There are regular trips to the vet an hour away, afternoons when they move 3 or 4 tons of hay to the barns, and endless pleas from animal lovers and shelters who know of yet another special-needs animal certain to be euthanized soon.
“There’s really no way to train for this kind of life,” Smith says.
Learning as they go
But on-the-job training has taught them how to run IVs in an ailing horse, operate the tractor, nurture newcomers into a sense of belonging and sense when an animal is struggling silently. They’ve also learned about limits: They can handle 80 animals, no more. Only when one is adopted or dies does another get to come.
“Sometimes we’ve said no and it’s haunted us,” Marker says. “But we have a responsibility to the ones we have. We can’t do anything … that will jeopardize those we have.”
They’d like to expand. But doing that requires hiring help and acquiring more land, both of which will require much more than the nearly $300,000 a year they already spend on the animals.
After six years of living with the animals, though, they can’t imagine doing anything else.
“We’ll do this for a long, long time, as long as we’re able,” Smith says.

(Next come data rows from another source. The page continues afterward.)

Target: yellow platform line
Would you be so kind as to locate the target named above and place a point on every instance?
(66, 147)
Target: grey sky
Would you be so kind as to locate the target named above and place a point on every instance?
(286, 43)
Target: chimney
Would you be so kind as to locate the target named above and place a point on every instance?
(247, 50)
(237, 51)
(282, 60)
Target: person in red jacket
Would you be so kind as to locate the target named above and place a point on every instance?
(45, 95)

And they’ll take steps to ensure “that this is a non-profit that continues long after we’re gone.”
A LUCKY FEW ARE ADOPTED
When Steve Smith and Alayne Marker opened the sanctuary, they imagined they’d be caring for each animal until the end of its life. They’ve been surprised to discover that many volunteers and visitors to the ranch make a special connection with an animal and want to adopt it.
“Most of these animals will, in fact, be here until they die,” says Marker, but “when it has been appropriate,” the sanctuary has cheerfully sent animals off to new homes, normally 10 or 12 of them a year.

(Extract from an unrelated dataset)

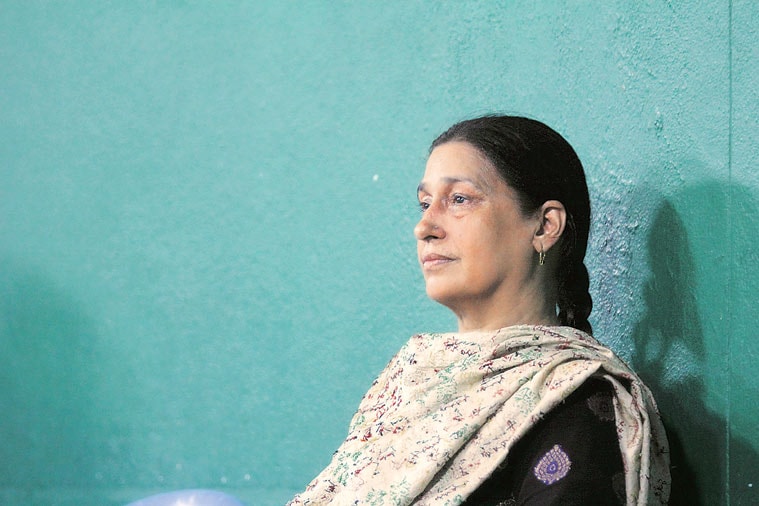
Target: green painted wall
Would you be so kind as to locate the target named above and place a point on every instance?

Among those that have been adopted:
- Rudy, a young, high-energy terrier/poodle mix from Salt Lake City with cerebellar hypoplasia, which causes wobbling, weaving and the occasional tipping over.
- Cookie, a blind Springer spaniel the courts took from animal hoarders who had bred her again and again.
- Cheyenne, a border collie mix stray who lost half of a front leg, apparently in a trap.
- Spirit, an abused Yorkie, paralyzed in the front legs.
Smith and Marker spend hours every week with each animal they take in, so saying goodbye to one “leaves a big gap in our hearts,” Smith says.
But then again, placing one animal allows them to take in another.